I know that Spring did not wait for the birth of my child. But I also know that it was very cool the morning he was born, when we entered the hospital, but when we came back out the next day it had warmed, and soft rain fell. And I know that it was a blessing for the baby, that it rained for him. I know that. And I know that it rained because of our planet's slow waltz about the sun. And I learned something else that day:



"These are stories, but they are what matter. I am a non-being without stories. I fail in my purpose without devouring and sharing them. I believe things about my life and tell them joyfully the same way over and over, like my father does. I etch events in stone for my memory so that the story can't change. I give my stories freely so that many may hear and remember."

We all joyfully waited. Ambrose, of whose birth we had celebrated the 5th anniversary only two weeks before, waited.

"Ambrose seems more and more ready for this change. He races, dawdles, and soars through his days with rain boots in puddles and deft finger manipulating in discovery, in the way of five year olds, but he pauses and wraps his arms around me and looks up over the hump of my belly, pats it with gentle hands, purses his lips to my shirt and says, "Hullooooh, baby," all muffled and sweet, and I remind him that the baby will already know his voice when it is born, and he says, "Yeah," with pride in his voice.
...I feel blessed that I will share this child with him. That quality time will be spent, not just with me or Brian or grandparents - - but with his or her big brother, Ambrose."

There, now, that is one thing I didn't know all the way, could not have known - the utter sweetness of Ambrose's love for his baby brother. I knew of it, but I hadn't felt it yet, the wonder of my son discovering how it is to be a sibling and have a sibling, the thrill of seeing his love outlined in his hands cupped around his baby brother's face, in the glow of his smile as they coo at each other in the backseat of the car, watching as he finds a burp cloth and wipes the spit-up from Ephraim's chin. Something has come out in him that I've never seen: he is a natural care-taker, concerned and diligent.

14 march 2016
"Today I'm thinking about yesterday. Brian and Ambrose and I all worked through the house together, moving and sorting and finding and mopping and wiping and vacuuming. Ambrose whined in the kitchen where a trail of dribbles led to his kneeling form as he struggled to reposition the soaking mop head on the handle. He'd realized he needed to rinse and re-wet it, but there were parts of that process he just couldn't predict or handle. I can relate.
Sun filled the house, and birdsong, and that specific feeling of 'spring cleaning' that we all know. Winter has loosed its bonds on us, and we experience and respond to the freedom. 
...Our bedroom gradually emptied, and a new room grew where Ambrose's room was. We laid down a rug, set up the crib. Here is where our actual baby will sleep, I thought. Brian picked up Ambrose and laid him down in the crib and he grinned in confusion and amusement and Brian held out his hands to show Ambrose how little he was when he slept in that crib, and oh - - how my heart beat inside me, feeling the rushing of my own blood and the baby's and Ambrose's and Brian's, and the four of us were there together and it was good."

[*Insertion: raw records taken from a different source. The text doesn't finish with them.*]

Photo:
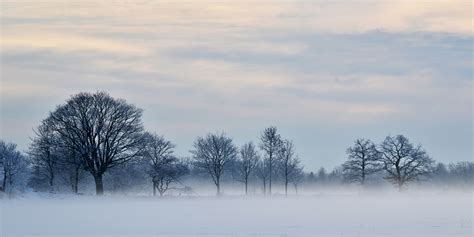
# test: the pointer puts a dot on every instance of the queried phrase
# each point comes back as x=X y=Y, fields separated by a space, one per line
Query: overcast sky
x=323 y=72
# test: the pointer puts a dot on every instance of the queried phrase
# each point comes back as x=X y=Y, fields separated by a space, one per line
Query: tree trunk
x=270 y=176
x=51 y=178
x=246 y=187
x=4 y=183
x=99 y=187
x=218 y=186
x=76 y=182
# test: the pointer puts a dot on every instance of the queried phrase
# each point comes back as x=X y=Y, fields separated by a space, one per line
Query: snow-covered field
x=311 y=216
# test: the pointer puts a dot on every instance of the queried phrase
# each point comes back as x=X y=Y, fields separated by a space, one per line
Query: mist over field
x=352 y=214
x=224 y=118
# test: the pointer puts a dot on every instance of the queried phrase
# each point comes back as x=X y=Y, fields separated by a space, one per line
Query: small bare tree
x=248 y=161
x=363 y=160
x=213 y=153
x=263 y=173
x=270 y=142
x=404 y=162
x=44 y=154
x=164 y=167
x=106 y=132
x=288 y=163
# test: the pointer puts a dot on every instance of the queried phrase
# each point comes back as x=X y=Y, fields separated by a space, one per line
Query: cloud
x=320 y=70
x=66 y=43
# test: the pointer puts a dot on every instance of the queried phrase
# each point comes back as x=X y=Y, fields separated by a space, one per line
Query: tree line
x=94 y=134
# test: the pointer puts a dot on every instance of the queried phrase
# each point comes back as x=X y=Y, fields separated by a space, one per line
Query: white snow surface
x=306 y=216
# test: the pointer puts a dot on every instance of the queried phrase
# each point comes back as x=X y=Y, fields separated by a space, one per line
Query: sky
x=324 y=72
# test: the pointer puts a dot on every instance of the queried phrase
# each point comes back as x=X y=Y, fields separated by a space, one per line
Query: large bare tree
x=404 y=162
x=363 y=160
x=248 y=161
x=213 y=153
x=270 y=143
x=12 y=165
x=105 y=131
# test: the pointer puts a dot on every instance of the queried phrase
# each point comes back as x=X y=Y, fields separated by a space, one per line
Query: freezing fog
x=328 y=213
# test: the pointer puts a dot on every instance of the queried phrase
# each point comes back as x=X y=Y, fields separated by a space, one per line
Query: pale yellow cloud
x=66 y=43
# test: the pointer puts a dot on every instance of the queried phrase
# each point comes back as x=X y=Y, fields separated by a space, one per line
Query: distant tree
x=105 y=131
x=322 y=175
x=248 y=161
x=12 y=166
x=164 y=167
x=404 y=162
x=288 y=163
x=363 y=160
x=462 y=172
x=45 y=153
x=297 y=175
x=72 y=167
x=172 y=172
x=263 y=172
x=213 y=153
x=441 y=174
x=270 y=143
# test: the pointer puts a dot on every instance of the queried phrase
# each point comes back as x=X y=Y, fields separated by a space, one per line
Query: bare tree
x=403 y=161
x=212 y=153
x=45 y=154
x=106 y=132
x=12 y=165
x=270 y=142
x=72 y=168
x=171 y=172
x=363 y=160
x=297 y=175
x=248 y=161
x=263 y=173
x=164 y=167
x=287 y=162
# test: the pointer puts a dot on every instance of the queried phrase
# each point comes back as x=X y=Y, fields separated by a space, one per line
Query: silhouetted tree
x=213 y=153
x=288 y=163
x=404 y=162
x=248 y=161
x=12 y=166
x=363 y=160
x=164 y=167
x=270 y=143
x=105 y=131
x=45 y=153
x=263 y=172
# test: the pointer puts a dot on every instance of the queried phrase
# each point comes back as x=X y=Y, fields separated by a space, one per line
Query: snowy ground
x=308 y=216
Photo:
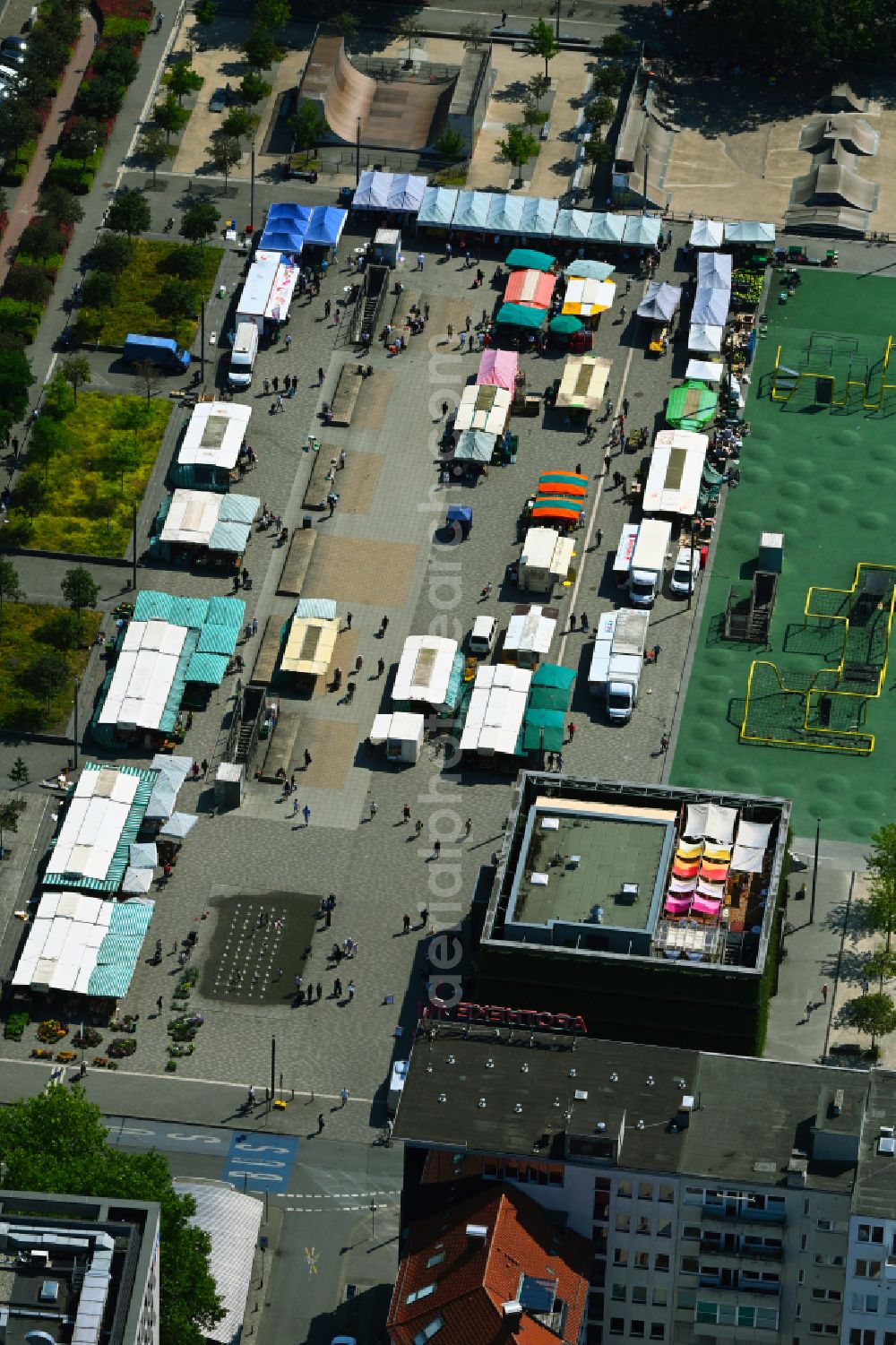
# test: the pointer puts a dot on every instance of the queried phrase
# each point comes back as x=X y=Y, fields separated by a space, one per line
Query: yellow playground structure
x=826 y=709
x=834 y=370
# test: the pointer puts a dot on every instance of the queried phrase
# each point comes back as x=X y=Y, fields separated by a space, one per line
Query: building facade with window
x=718 y=1192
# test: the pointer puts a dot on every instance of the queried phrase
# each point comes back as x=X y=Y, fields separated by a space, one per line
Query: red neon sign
x=498 y=1016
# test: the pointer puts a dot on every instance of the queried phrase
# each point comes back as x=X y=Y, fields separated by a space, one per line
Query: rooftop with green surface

We were already a family, but now we feel like a new family - - or a more complete family. Like we were playing a beautiful song but now a new instrument finds its entrance and dances atop the melody and dives down through the chord progressions and trills and harmonizes sweetly, adds its dissonance and resonance and consonance and hesitance and the music washes over me and I am alive in it.